As a matter of law, the June 11,1982 letter cannot be read as defamatory (Moran v Hearst Corp., 40 NY2d 1071; Mencher v Chesley, 297 NY 94, 100; Wehringer v Allen-Stevenson School, 46 AD2d 641, affd 37 NY2d 864, cert denied 424 US 924). The mere expression of unhappiness with plaintiff’s fulfilling her duties as a legislative assistant is not libelous per se (see, Tufano v Schwartz, 95 AD2d 852; Shaw v Consolidated Rail Corp., 74 AD2d 985; Fink v Horn Constr. Co., 58 AD2d 574; Amelkin v Commercial Trading Co., 23 AD2d 830, affd 17 NY2d 500). The letter also appears to be absolutely privileged for it was written and published by the President of the City Council, a public officer, in the course of official duties (see, Clark v McGee, 49 NY2d 613; Murphy v News Syndicate Co., 12 NY2d 1092; Duffy v Kipers, 26 AD2d 127; 2 NY PJI 119 [1984 Supp]; Ann., 26 ALR3d 492).

The alleged oral utterance made by defendant while he was having his hair cut is similarly not actionable. Aside from the question of whether the statement can be read to be “of and concerning plaintiff” (see, Allen v Gordon, 56 NY2d 780, affg 86 AD2d 514; Julian v American Business Consultants, 2 NY2d 1, 17), it does not, on its face, defame plaintiff in her trade, business or profession and thus does not constitute slander per se, actionable without proof of special damages (Prosser and Keeton, Torts § 112, at 791 [5th ed]). The language, at worst, relates to a “general reflection upon the plaintiff’s character or qualities,” not “a matter of significance and importance” and is not a “defamation of a kind incompatible with the proper conduct of * * * [her] business” (ibid.). Whether or not plaintiff fails “to hand in time sheets” or “is neglectful” is no reflection upon her performance as a linguist or her ability to be a good writer or researcher.
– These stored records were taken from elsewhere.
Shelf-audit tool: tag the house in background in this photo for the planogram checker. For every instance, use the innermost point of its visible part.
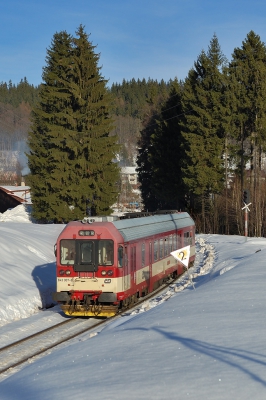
(129, 198)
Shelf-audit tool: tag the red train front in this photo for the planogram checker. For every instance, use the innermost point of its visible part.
(105, 264)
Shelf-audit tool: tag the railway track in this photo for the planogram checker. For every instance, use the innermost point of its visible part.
(21, 351)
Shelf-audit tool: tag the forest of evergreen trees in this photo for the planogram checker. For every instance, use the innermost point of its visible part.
(198, 143)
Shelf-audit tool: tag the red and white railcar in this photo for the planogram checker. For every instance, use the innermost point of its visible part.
(104, 263)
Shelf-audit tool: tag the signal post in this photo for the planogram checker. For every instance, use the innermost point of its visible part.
(246, 200)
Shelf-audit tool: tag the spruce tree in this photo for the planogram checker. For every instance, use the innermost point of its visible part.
(166, 155)
(71, 154)
(202, 125)
(247, 77)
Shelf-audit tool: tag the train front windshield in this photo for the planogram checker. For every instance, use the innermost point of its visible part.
(88, 254)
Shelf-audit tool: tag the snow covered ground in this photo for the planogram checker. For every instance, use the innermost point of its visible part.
(200, 341)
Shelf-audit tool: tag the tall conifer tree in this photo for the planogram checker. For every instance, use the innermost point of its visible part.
(71, 153)
(202, 126)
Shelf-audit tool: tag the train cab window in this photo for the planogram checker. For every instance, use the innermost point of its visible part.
(166, 246)
(106, 252)
(161, 248)
(67, 251)
(155, 250)
(86, 250)
(143, 254)
(120, 256)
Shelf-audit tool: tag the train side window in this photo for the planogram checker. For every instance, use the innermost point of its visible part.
(161, 248)
(170, 244)
(120, 256)
(191, 238)
(179, 244)
(166, 246)
(186, 238)
(143, 254)
(155, 250)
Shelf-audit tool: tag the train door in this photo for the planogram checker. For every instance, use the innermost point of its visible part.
(133, 266)
(150, 267)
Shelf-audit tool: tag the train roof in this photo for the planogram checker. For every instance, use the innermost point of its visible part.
(137, 228)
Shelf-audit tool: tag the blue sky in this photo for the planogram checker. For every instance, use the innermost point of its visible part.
(159, 39)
That extrinsic facts could, as plaintiff urges and the dissenting Justice at the Appellate Division implied, render the statement defamatory with respect to plaintiff’s trade, business or profession, is irrelevant. In this State, statements cannot be *595slanderous per se if reference to extrinsic facts is necessary to give them a defamatory import (Newsday, Inc. v Peck Contr., 87 AD2d 326, 327, appeal dismissed 57 NY2d 885; 2 NY PJI 107 [1984 Supp]).

Plaintiff has not pleaded special damages in her complaint and her effort to do so in her affidavit in opposition to the motion to dismiss, in which she itemized the loss of salary and benefits, does not suffice. Inasmuch as she held her position “at the pleasure of the City Council” and there is no causal connection between the loss of that position and the alleged oral defamation, plaintiff cannot establish special damages as a matter of law (see, Matherson v Marchello, 100 AD2d 233, 235; Prosser and Keeton, Torts § 112, at 797 [5th ed]; Sack, Libel, Slander and Related Problems, VII.2.2, at 345-346; cf. James v Board of Educ., 37 NY2d 891).

For these reasons, the order of the Appellate Division should be affirmed, with costs.

Chief Judge Wachtler and Judges Jasen, Meyer, Simons, Kaye and Alexander concur.

On review of submissions pursuant to section 500.4 of the Rules of the Court of Appeals (22 NYCRR 500.4), order affirmed, with costs.